Roast Pork Belly in Garlic Wine Jus with Crispy Leeks and Coriander

Many people remember Gordon Ramsay only for his crushing persona in Hell’s Kitchen.  Most haven’t seen his soft side in programs like Gordon’s Great Escape and The F Word where he raised two pig girls on his own for its meat.  It was a very touching series as he learned the realities of cruelty in commercial animal farms and of course having to butcher his own babies in the end after great times together.  It was a very heart breaking scene as Gordon’s wife and kids said goodbye for the last time to their adorable pets as they went away to their final destination under the butcher’s knife.  Take a peek on YouTube here.

Inspired by these scene and another of Gordon’s cooking show on YouTube, I created this dish as part of the menu I wrote for The Wise Tapas, Bar and Restaurant.  I added crispy leeks and coriander to the final dish as pork belly in Melbourne is known to be Asian inspired.

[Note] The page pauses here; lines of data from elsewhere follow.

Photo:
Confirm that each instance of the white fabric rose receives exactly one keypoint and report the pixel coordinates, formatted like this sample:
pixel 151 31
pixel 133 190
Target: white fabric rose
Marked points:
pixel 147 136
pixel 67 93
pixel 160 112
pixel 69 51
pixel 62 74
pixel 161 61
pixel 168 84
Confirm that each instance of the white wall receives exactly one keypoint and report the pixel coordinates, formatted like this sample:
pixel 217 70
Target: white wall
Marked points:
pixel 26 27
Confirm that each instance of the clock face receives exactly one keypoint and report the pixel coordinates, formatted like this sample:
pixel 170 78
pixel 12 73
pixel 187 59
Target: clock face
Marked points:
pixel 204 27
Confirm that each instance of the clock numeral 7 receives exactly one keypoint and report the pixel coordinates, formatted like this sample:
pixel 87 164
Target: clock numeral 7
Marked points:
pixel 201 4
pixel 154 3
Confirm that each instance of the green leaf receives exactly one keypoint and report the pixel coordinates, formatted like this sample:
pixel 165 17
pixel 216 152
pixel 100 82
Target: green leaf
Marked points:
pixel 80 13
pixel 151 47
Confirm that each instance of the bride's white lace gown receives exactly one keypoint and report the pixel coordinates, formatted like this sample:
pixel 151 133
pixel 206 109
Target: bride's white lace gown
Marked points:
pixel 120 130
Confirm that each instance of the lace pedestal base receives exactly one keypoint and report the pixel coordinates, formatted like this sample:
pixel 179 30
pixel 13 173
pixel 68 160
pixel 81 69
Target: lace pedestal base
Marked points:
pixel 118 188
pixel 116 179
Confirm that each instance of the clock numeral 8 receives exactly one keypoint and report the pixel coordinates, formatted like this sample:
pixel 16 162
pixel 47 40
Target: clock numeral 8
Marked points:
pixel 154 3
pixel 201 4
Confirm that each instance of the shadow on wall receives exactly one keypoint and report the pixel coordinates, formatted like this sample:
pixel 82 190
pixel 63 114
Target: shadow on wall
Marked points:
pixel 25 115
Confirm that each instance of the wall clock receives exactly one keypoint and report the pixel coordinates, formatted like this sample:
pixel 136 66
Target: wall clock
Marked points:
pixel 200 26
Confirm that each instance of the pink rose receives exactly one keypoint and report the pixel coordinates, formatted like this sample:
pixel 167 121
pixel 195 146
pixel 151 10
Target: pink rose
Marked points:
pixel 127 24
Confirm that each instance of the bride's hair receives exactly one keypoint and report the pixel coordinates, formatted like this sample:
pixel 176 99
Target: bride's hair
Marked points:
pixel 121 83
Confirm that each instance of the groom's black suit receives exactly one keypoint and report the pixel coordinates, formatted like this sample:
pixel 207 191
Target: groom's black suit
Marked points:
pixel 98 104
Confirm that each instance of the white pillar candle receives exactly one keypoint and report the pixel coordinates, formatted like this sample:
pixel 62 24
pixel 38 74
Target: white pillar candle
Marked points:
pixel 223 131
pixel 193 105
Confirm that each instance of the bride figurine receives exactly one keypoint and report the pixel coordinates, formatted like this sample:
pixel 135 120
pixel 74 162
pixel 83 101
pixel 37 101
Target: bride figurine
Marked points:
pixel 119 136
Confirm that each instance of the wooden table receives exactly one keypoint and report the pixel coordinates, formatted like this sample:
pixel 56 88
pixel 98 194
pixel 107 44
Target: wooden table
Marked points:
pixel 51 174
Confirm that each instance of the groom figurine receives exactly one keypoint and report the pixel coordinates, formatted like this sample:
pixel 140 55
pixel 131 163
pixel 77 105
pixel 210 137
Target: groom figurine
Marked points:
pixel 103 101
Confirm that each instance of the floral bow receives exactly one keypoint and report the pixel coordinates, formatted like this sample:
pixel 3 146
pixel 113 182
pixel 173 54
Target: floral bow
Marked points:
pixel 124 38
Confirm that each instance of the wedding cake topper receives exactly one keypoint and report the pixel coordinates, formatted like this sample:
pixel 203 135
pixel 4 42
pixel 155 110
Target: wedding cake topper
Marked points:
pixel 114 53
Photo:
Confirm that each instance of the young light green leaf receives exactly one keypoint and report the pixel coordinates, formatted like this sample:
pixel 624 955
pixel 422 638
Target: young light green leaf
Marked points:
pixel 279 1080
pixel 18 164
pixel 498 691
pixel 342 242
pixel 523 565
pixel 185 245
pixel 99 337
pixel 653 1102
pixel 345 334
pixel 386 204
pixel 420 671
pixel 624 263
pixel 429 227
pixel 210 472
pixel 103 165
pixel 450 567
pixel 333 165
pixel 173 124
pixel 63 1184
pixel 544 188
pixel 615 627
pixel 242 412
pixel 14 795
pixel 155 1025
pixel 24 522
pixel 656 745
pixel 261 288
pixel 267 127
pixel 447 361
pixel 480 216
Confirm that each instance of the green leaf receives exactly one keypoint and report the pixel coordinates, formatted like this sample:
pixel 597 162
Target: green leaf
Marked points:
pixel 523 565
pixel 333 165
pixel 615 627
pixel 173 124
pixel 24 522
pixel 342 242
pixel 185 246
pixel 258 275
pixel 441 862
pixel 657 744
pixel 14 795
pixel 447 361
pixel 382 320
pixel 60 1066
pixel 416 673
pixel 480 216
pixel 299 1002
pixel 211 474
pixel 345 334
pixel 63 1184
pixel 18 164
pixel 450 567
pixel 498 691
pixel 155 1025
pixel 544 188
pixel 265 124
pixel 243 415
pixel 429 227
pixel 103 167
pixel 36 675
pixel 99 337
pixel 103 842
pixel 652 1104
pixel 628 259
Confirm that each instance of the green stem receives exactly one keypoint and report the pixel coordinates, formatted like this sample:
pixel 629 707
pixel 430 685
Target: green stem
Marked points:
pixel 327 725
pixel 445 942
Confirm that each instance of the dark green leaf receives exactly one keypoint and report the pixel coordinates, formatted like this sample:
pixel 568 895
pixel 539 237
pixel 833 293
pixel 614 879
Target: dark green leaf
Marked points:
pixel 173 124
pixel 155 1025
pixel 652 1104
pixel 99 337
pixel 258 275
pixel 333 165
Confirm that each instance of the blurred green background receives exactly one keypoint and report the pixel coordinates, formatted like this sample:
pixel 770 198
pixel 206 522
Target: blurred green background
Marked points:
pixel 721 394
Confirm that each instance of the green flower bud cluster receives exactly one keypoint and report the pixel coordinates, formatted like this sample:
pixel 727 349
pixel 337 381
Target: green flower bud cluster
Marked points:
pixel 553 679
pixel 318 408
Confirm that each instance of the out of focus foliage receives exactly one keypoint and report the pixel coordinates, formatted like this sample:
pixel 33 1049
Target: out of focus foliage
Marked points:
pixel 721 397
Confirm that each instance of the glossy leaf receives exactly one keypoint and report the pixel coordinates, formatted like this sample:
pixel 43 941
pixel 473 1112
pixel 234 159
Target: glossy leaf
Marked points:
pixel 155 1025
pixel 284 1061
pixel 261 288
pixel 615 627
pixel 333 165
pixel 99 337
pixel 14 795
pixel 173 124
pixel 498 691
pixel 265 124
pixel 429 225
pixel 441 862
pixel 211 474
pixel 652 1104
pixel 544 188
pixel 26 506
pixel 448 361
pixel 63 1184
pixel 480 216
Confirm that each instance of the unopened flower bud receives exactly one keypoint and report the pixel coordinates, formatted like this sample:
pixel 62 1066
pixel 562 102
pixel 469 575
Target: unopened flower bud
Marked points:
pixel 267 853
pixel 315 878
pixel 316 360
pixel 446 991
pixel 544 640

Scour the skin of the pork belly and season with lots of salt and I mean A LOT.  The caramelisation of the salt with the skin would be phenomenal.  Crack a little bit of pepper on the skin and I mean a little bit.  Seasoning, despite it’s over used term of “to taste” is not to put flavour into the dish but rather to bring it out naturally from the ingredients and in our case the meat.  In a hot pan on high heat, brown the pork belly skin down first then on all sides.  On a roasting tray, lay about four halves of whole garlic cloves and a bunch of thyme to serve as a rack.  Lay the pork belly and place in the hot oven at 160 degrees Celsius for about four hours.  This would make the meat nicely soft and contradict the crisp rind on its final cooking phase.  Take out of the oven and remove the pork belly and set aside.  Place the roasting tray on the stove at high heat and deglaze the glazed garlic and thyme at the bottom of the rack with white wine.  Once you form a jus, take out of the heat and place knobs of butter to emulsify and make a nice shine.  Place the pork belly on a tray and place another on top and put heavy items on top such more containers filled with water.  Chill in the fridge overnight.

On a deep fryer, fry some julienne leeks until it gains some colour.  Take out immediately.  Do not wait for it to develop your desired colour as they will continue to cook more after being taken out of the oil.  Place over paper towels to drain.  Place in a plastic container and put aside on room temperature.

Take out the pork from the refrigerator and slice the pork belly into portions 2 x 3 inches.  Place in the oven again for about ten minutes.  In a pasta plate, carefully place the pork belly and pour some of the garlic jus which you can reheat by placing it in a plastic takeaway container and float on a simmering pot.  Toss crispy leeks with picked coriander and place over the pork belly.  Presentation in everything.

Pork Belly in Garlic Wine with Crispy Leeks … Done!

Special acknowledgement to Mr Gordon Ramsay.